Friedrich Merz hat sich auf die Seite von Armin Laschet geschlagen
Merz, so heißt es, hätte auch für andere Wahlkreise antreten oder von Parteichef Laschet einen vorderen Platz auf der Landesliste fordern können. Doch der Mann aus der Mittelstadt Brilon will partout seinen erfolgreichen Nachfolger beerben. So geht es auch für Sensburg politisch um alles.
Am kommenden Samstag fällt bei der Versammlung der 480 Delegierten, wegen Corona im Stadion abgehalten, die Entscheidung. Im Gespräch mit unserer Redaktion sagt Sensburg: „Friedrich Merz hat mehrere Chancen nicht genutzt, er hätte Mitglied des CDU-Präsidiums werden können und auch den Nachbarlandkreis haben können. Ich bin zuversichtlich, dass die Delegierten mir ihre Stimme geben werden.“
Einig sind sich die Kontrahenten aktuell nur in einem Punkt: in ihrer Unterstützung für ihren Parteifreund Armin Laschet im Ringen mit CSU-Chef Markus Söder um die Unions-Kanzlerkandidatur. Sensburg sagt: „Die CDU ist gut beraten, sich jetzt klar hinter Armin Laschet zu stellen. Er hat sich als Ministerpräsident in Nordrhein-Westfalen bewährt und kann die unterschiedlichen Strömungen in der Gesellschaft besser zusammenführen als Söder.“ Der CSU-Chef müsse nun zeigen, dass er ein Teamplayer ist. Sensburg weiter: „Denn der Streit um die Kanzlerkandidatur schadet uns als Union jetzt am meisten.“
Will Friedrich Merz Wirtschaftsminister werden?
Merz, obgleich im Kampf um die CDU-Spitze Laschet unterlegen, sprach sich vor einer Woche ebenfalls dafür aus, dass dieser Kanzlerkandidat der Union werden solle. In der CDU nahmen das viele mit Verwunderung zur Kenntnis, hatte Merz den Aachener doch noch nach dem schlechten CDU-Abschneiden bei den Landtagswahlen in Baden-Württemberg scharf kritisiert.
Eingeweihte vermuten, dass Merz seinen Ex-Konkurrenten Laschet nun nicht ohne Hintergedanken unterstützt. Zumal dies zu einem Zeitpunkt geschah, an dem Söder seine Bereitschaft anzutreten, noch gar nicht öffentlich bestätigt hatte und nicht absehbar war, wie groß der Rückenwind für den CSU-Chef auch in der CDU sein würde.

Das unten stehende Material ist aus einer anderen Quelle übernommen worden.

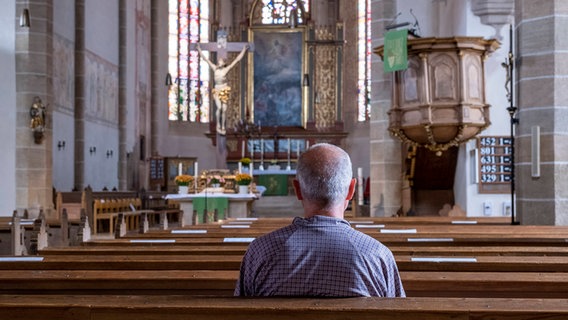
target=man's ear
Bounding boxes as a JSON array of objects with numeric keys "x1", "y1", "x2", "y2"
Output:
[
  {"x1": 292, "y1": 179, "x2": 304, "y2": 200},
  {"x1": 345, "y1": 178, "x2": 357, "y2": 200}
]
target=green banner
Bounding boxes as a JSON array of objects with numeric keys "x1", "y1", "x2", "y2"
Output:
[{"x1": 383, "y1": 29, "x2": 408, "y2": 72}]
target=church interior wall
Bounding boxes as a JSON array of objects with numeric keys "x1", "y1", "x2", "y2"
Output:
[
  {"x1": 0, "y1": 0, "x2": 561, "y2": 221},
  {"x1": 0, "y1": 1, "x2": 18, "y2": 216}
]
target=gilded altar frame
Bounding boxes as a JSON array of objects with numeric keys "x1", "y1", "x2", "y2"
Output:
[{"x1": 246, "y1": 26, "x2": 310, "y2": 128}]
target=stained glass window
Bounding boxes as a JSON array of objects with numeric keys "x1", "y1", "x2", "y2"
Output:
[
  {"x1": 168, "y1": 0, "x2": 210, "y2": 122},
  {"x1": 262, "y1": 0, "x2": 310, "y2": 24},
  {"x1": 357, "y1": 0, "x2": 372, "y2": 121}
]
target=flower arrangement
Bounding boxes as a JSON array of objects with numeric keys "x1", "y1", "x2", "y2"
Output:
[
  {"x1": 235, "y1": 173, "x2": 252, "y2": 186},
  {"x1": 207, "y1": 174, "x2": 225, "y2": 184},
  {"x1": 175, "y1": 174, "x2": 193, "y2": 186}
]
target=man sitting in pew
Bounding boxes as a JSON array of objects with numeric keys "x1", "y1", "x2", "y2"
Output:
[{"x1": 235, "y1": 144, "x2": 405, "y2": 297}]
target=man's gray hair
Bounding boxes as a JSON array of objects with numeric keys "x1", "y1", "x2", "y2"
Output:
[{"x1": 296, "y1": 143, "x2": 353, "y2": 209}]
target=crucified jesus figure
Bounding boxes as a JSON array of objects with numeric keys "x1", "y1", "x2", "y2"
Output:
[{"x1": 197, "y1": 44, "x2": 249, "y2": 134}]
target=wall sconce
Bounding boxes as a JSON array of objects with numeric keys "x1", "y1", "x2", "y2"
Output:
[
  {"x1": 288, "y1": 8, "x2": 298, "y2": 29},
  {"x1": 302, "y1": 73, "x2": 310, "y2": 87},
  {"x1": 30, "y1": 96, "x2": 46, "y2": 144},
  {"x1": 20, "y1": 9, "x2": 31, "y2": 28}
]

Merz, der bekanntlich noch was werden will, am liebsten Wirtschaftsminister, wähnte wohl Laschet als künftigen Kanzler und zielte auf dessen Dankbarkeit. Läuft es nun ganz dumm für Friedrich Merz, dann steht er nach diesem Wochenende mit komplett leeren Händen da: ohne Aussicht auf ein Ministeramt unter einem möglichen Kanzler Söder und ohne Chance auf den Einzug in den Bundestag.